Why the World’s Largest Companies are Investing in Renewable Energy
With discussions focusing on renewable energy at the World Future Energy Summit in Abu Dhabi this week, a recently-released report from Calvert Investments, Ceres and World Wildlife Fund (WWF) shows that most of the world’s largest companies aren’t waiting on governments to embrace renewable energy and lower emissions.
The report, Power Forward: Why the World’s Largest Companies are Investing in Renewable Energy, shows that a strong majority of Global 100 companies have set a greenhouse gas (GHG) emissions reduction commitment, a renewable energy commitment, or both.
“Nearly two-thirds of the largest global companies have committed to reduce emissions and increase their use of renewable energy. It’s more obvious than ever that businesses recognize that clean energy makes good business sense,” says Samantha Smith, head of WWF’s Global Climate and Energy Initiative. “They see value in diversifying their energy supply, securing long-term energy price certainty that protects them from volatile fossil fuel prices, and realizing large cost savings, particularly on energy efficiency investments.”
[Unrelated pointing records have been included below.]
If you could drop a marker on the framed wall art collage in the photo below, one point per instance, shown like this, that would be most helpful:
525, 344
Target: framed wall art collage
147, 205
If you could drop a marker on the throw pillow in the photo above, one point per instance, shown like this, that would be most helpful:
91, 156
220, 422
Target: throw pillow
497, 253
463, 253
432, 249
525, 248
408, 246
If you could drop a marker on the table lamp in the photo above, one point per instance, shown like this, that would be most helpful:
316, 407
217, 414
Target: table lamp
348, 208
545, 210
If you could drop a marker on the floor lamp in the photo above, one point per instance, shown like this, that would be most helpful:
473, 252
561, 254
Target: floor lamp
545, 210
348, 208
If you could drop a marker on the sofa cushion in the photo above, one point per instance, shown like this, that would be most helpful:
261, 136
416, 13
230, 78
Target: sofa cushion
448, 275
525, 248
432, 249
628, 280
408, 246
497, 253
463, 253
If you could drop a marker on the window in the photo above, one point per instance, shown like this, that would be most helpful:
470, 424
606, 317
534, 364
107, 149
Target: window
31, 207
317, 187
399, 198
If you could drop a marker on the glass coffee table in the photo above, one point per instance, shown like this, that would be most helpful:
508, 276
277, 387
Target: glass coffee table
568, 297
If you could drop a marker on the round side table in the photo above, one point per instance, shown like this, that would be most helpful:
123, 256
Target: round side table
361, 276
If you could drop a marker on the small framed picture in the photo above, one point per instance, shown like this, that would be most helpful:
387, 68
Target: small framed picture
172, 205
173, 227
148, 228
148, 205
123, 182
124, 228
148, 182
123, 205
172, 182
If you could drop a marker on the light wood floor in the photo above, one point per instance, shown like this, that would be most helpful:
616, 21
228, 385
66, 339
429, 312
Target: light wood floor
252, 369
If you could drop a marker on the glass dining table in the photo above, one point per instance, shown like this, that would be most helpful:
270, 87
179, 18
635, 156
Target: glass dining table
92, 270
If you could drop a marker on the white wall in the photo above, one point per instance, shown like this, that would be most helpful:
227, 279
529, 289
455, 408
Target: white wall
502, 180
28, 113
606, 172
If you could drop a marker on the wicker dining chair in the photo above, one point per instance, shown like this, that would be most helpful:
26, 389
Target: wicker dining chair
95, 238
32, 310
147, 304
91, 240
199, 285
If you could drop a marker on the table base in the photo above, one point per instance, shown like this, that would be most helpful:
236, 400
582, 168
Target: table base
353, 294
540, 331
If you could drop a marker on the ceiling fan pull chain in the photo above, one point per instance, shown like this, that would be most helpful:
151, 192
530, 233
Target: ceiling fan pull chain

Through two dozen interviews with Fortune and Global 100 executives and analysis of public disclosures, the report finds that clean energy practices are becoming standard procedures for some of the largest and most profitable companies in the world. Among other key findings, the report shows that:
- 102 companies from the combined 171 companies in the Fortune 100 and Global 100 have set GHG reduction goals (60 percent).
- Of those, 24 companies have set specific goals for renewable energy use (14 percent), with others using renewable energy to meet their GHG goals.
- Many companies are shifting from purchasing short-term, temporary Renewable Energy Credits (RECs) to longer-term investment strategies like Power Purchase Agreements (PPAs) and on-site projects, indicating a long-term commitment to renewable energy and reaping the benefits of reduced price volatility.